Latihan:
Tank dan kendaraan lapis baja Pasukan Bela Diri Jepang melaju di bawah
tirai api selama latihan yang diadakan di Lahan Pelatihan Higashi-Fuji
di Gotemba pada Agustus 2014. [AFP]
CB - Tatkala Jepang semakin mendekati putusan akhir tahun yang
diperkirakan mengenai reinterpretasi unsur signifikan dari
Konstitusinya, warga dan sekutu Jepang mengamatinya secara intens.
Perdana Menteri Shinzo Abe dan Kabinetnya mengumumkan pada tanggal 1
Juli, tujuan mereka untuk membuat modifikasi besar-besaran pada apa yang
secara umum dirujuk sebagai
Pasal 9 – “klausul perdamaian” Konstitusi Jepang.

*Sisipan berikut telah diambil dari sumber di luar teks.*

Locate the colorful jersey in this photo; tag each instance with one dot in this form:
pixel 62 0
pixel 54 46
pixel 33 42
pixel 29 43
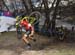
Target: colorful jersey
pixel 26 25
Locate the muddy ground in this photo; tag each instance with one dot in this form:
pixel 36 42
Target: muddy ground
pixel 10 45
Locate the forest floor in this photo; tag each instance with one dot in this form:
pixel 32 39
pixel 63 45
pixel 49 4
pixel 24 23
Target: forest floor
pixel 10 45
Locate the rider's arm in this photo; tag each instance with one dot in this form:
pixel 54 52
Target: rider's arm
pixel 32 30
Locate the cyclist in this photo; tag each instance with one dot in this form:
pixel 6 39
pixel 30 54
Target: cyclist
pixel 29 31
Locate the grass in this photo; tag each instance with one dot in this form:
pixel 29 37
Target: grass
pixel 10 45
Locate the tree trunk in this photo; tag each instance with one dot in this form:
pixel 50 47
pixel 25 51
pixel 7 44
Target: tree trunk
pixel 54 14
pixel 5 4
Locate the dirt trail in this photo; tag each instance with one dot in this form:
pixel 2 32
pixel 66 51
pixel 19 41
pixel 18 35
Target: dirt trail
pixel 10 45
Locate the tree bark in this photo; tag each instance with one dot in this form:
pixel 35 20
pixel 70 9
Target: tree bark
pixel 54 14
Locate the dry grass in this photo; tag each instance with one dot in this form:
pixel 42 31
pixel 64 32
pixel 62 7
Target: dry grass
pixel 10 45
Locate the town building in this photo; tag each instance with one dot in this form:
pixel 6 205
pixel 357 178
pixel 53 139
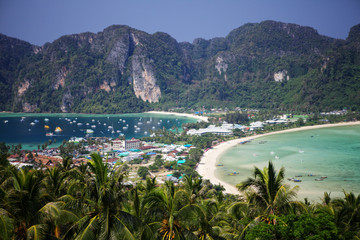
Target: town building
pixel 132 144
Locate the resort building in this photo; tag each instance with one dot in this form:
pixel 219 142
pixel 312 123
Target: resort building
pixel 132 144
pixel 212 129
pixel 118 144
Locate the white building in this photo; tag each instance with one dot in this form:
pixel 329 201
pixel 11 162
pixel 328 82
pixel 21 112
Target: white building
pixel 256 125
pixel 210 129
pixel 132 144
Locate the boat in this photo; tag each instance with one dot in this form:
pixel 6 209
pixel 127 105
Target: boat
pixel 89 131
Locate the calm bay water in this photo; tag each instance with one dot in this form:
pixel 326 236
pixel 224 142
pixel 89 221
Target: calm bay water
pixel 14 130
pixel 333 152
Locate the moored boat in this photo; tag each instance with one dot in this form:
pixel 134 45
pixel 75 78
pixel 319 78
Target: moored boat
pixel 89 131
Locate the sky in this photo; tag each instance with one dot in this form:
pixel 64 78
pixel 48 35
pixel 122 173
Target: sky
pixel 41 21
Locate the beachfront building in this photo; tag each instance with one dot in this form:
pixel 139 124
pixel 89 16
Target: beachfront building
pixel 212 129
pixel 256 125
pixel 118 144
pixel 132 144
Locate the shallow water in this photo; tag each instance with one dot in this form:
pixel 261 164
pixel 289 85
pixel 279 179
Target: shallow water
pixel 15 131
pixel 333 152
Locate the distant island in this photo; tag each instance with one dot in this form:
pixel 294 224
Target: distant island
pixel 267 65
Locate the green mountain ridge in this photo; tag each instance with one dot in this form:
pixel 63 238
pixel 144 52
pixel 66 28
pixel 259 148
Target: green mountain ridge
pixel 121 69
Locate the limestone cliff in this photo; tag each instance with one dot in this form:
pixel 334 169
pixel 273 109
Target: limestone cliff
pixel 144 81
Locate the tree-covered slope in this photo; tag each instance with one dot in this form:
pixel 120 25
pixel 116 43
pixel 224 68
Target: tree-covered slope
pixel 268 64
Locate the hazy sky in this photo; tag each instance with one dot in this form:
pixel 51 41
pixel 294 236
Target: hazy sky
pixel 41 21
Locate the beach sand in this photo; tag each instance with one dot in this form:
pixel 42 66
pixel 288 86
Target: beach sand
pixel 207 165
pixel 202 118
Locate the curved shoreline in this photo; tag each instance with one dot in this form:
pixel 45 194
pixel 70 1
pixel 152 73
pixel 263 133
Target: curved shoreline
pixel 207 165
pixel 202 118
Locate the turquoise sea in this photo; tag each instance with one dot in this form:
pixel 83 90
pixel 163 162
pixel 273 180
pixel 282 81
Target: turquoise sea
pixel 29 129
pixel 333 152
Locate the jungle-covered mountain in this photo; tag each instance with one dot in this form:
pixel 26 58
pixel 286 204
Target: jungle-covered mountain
pixel 121 69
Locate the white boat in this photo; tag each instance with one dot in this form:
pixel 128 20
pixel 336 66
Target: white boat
pixel 89 131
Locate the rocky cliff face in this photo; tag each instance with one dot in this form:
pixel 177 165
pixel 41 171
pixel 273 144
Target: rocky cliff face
pixel 121 69
pixel 144 81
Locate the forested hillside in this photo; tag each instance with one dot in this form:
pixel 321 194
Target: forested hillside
pixel 261 65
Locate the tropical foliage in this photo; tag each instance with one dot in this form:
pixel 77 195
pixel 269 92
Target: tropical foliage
pixel 93 202
pixel 94 73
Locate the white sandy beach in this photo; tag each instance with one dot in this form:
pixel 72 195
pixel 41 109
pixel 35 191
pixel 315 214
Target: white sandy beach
pixel 207 165
pixel 202 118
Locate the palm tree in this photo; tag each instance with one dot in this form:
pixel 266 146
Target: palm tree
pixel 24 197
pixel 268 190
pixel 347 214
pixel 166 211
pixel 54 182
pixel 103 218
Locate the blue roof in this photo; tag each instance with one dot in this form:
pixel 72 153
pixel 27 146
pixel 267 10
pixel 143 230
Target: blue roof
pixel 134 150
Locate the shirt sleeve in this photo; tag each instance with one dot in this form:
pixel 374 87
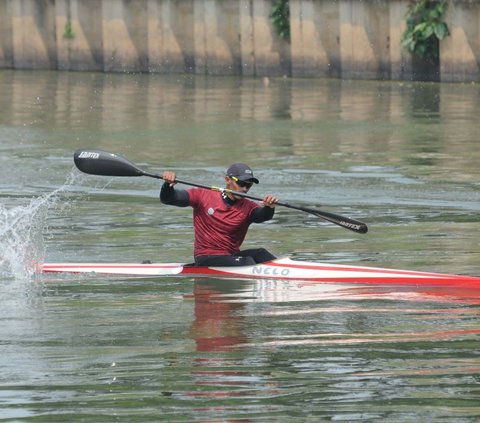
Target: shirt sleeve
pixel 262 214
pixel 169 195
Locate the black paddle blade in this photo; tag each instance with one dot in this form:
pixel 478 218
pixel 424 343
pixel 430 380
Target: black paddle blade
pixel 99 162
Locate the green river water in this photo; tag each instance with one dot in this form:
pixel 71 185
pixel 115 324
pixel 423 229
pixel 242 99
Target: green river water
pixel 403 157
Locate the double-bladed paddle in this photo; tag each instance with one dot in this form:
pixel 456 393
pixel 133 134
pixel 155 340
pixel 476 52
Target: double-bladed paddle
pixel 99 162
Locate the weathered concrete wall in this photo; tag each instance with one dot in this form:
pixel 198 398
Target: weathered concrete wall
pixel 340 38
pixel 460 52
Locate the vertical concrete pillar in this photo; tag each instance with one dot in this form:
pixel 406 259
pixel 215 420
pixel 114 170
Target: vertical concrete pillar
pixel 79 35
pixel 365 39
pixel 217 46
pixel 170 36
pixel 315 38
pixel 33 34
pixel 6 46
pixel 460 52
pixel 400 57
pixel 125 32
pixel 272 55
pixel 247 48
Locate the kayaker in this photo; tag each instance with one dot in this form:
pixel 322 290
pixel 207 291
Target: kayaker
pixel 221 219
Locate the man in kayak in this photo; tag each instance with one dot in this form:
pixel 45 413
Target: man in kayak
pixel 221 219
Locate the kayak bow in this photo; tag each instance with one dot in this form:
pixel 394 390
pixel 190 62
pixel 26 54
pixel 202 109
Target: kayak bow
pixel 278 269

Bagian itu – yang dikonsep setelah Perang Dunia II dan diberlakukan
pada tahun 1947 – melarang bentuk pemerintah kemiliteran Jepang, yang
dulunya ekstrem, untuk terlibat lagi dalam perang, dan menyatakan bahwa
Jepang tidak akan mempertahankan segala bentuk angkatan bersenjata
militer dalam arti yang sesungguhnya
Pasal 9 menyatakan:
“Bercita-cita tulus untuk perdamaian internasional berdasarkan
keadilan dan ketertiban, rakyat Jepang selamanya meninggalkan perang
sebagai hak kedaulatan bangsa dan pengancaman atau penggunaan kekerasan
sebagai cara menyelesaikan perselisihan internasional.
“Untuk mencapai tujuan paragraf di atas, angkatan darat, laut, dan
udara, serta potensi perang lainnya, tidak akan dipertahankan. Hak
negara untuk menyatakan perang tidak akan diakui.”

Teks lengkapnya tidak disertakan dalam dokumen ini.